第6話 『 HELLO SKYBLUE 』

 サファイアの騎士が右拳を引いて立ち上がった。

 甲冑騎士はあの一撃で致命傷を受けたのか、死んだように地面に倒れたままだった。

 サファイアの騎士はパイルバンカーを元に戻すと、甲冑騎士から背を向けて歩きだす。その向いた方向は私の居る方角だった。


 私を助けてくれたけど、まだ敵か味方か分からない。

 近づいて来るサファイアの騎士に、私はゴクリと唾を飲んだ。




 サファイアの騎士は私が隠れる車の前まで近づくと、片膝をついて身を屈めた。

 どうやら私が隠れていると分かっていて、助けてくれるらしい。

 まだ安心はできないけど、このまま隠れ続けてもあっちが動かない気がするし、車が大破したから逃げる手段もない。

 私は覚悟を決めて車の中から外に出た。


「えっと……」


 外に出たのはいいけど、目の前のロボットを見上げながら色々と考えていた。

 言葉は通じるのか? なんで私は突然襲われたのか? そもそもアンタは誰だ? ついでに車が壊れたけど、保険屋への説明はどうしよう……。

 私が何も言い出せないでいると、ロボットの胸部からプレス音がして装甲が開いた。


「もしかして私に乗れと?」


 誰かが出てくるかと思ったが誰も出てこない。焦らされて私が話し掛けても無反応で、思わず頭を抱えた。

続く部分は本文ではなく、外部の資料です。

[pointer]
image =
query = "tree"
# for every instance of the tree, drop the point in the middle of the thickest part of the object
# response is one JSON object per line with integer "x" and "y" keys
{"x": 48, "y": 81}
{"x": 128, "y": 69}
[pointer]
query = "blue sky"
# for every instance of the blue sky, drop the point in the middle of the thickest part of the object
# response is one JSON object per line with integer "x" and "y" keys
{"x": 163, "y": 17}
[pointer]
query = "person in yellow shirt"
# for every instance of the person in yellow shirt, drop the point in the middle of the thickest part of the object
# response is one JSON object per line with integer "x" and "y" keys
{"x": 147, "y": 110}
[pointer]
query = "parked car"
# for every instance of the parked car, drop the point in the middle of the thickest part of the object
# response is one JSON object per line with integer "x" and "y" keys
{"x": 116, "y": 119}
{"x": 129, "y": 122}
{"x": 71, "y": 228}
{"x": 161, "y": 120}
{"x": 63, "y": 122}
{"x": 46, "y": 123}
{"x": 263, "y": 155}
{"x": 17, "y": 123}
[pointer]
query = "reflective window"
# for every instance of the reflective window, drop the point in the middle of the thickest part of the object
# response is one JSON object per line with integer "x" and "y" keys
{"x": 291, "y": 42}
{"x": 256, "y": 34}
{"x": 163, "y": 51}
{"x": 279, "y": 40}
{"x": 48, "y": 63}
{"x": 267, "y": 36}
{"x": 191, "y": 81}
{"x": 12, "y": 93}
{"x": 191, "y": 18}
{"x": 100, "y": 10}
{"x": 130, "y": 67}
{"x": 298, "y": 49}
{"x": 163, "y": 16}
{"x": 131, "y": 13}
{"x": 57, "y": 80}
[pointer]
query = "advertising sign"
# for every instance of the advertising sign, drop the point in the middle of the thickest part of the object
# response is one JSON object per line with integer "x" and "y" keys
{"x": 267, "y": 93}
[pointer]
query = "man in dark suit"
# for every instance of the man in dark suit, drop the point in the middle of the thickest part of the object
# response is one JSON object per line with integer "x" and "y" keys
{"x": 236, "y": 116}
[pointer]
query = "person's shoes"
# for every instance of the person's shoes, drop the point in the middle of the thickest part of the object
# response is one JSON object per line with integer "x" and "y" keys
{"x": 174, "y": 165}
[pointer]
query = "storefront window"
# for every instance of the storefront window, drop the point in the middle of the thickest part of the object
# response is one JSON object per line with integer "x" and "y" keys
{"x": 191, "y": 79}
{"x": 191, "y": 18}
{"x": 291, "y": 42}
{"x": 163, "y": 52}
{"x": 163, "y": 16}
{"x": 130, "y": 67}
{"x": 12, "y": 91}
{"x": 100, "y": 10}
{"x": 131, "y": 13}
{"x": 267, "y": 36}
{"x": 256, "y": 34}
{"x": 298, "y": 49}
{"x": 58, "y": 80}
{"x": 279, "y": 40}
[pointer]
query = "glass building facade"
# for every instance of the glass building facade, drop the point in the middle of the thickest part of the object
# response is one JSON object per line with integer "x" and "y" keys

 散々悩んで悩んで十分近く悩みまくって出した私の答えは、試しに一度だけ乗ってみようだった。

 自分でも無鉄砲だと自覚しているけど、性分だから仕方ない。




 ロボットの足元まで近づいたら、胸部から足を引っかける器具の付いたワイヤーが降りてきた。

 器具に左足を掛けると自動的にワイヤーが上昇して引き上げたから、慌ててワイヤーにしがみついた。


「こんばんは。誰か居ますかー?」


 声を掛けて開いた胸部を覗く。

 そこはコックピットだったけど、中には誰も居なかった。

 誰も居ないなら戻ろうと思ったけど、ワイヤーの戻し方が分からない。ドジな自分に呆れた。

 地上まで10m以上。飛び降りるには高すぎる。せっかく助かった命を飛び降り自殺で失いたくはなかった。


 戻るに戻れず、身を乗り出してコックピットの中に入ると、操縦席にラバー素材のライダースーツと、ヘルメットが置いてあった。

 そのセクシーな服を拾うと温もりが残っていた。どうやら先ほどまで誰かが着ていたらしい。だけど、これを着ていた人物は何所?

 操縦席を見回していると、座席の右側に写真が貼ってあるのを見つけた。


 その写真には、私の両親と二人の間で笑う自分が写っていた。




「この写真は?」


 この写真を私は知っていた。

 父さんが死ぬ一ケ月前、私の16歳の誕生日に家の前で撮った、幸せだった頃の最後の写真だった。

 今も現像して大事に鞄の中にしまって……


「鞄!!」


 大事な事を思い出した。鞄もスマートフォンもまだ車の中にある!

 現金なんて持ち歩かないから、このままだと私は車だけじゃなく無一文だ。

 ここから降りる方法なんて知らないけど、ワイヤーに足を引っかければ降ろしてくれると信じて身を乗り出す。

 だけど、その前にハッチが閉まって私は閉じ込められた。


「ええーー!!」


 多分、父さんが死んだと聞いた日、母さんが死んだ日に続いて、今日は私の人生で三番目に最悪の日だ。

 車は壊されるし、襲われて何度も死にかけた。挙句の果てに今は謎だらけのロボットに閉じ込められている。

 今まで状況に流されっぱなしだったけど、さすがにキレた。


「ここから出せーー! トラックフォーマーは映画の中だけでやってろーー!!」


 大声で叫んで落ちていたヘルメットを掴む。大きく振りかぶって目の前のオンボードレーダーをぶっ叩こうとしたら、モニターの中央に文字が現れた。


   【 HELLO SKYBLUE 】


 その文字に驚いて、私はヘルメットを振り上げたまま動きを止めた。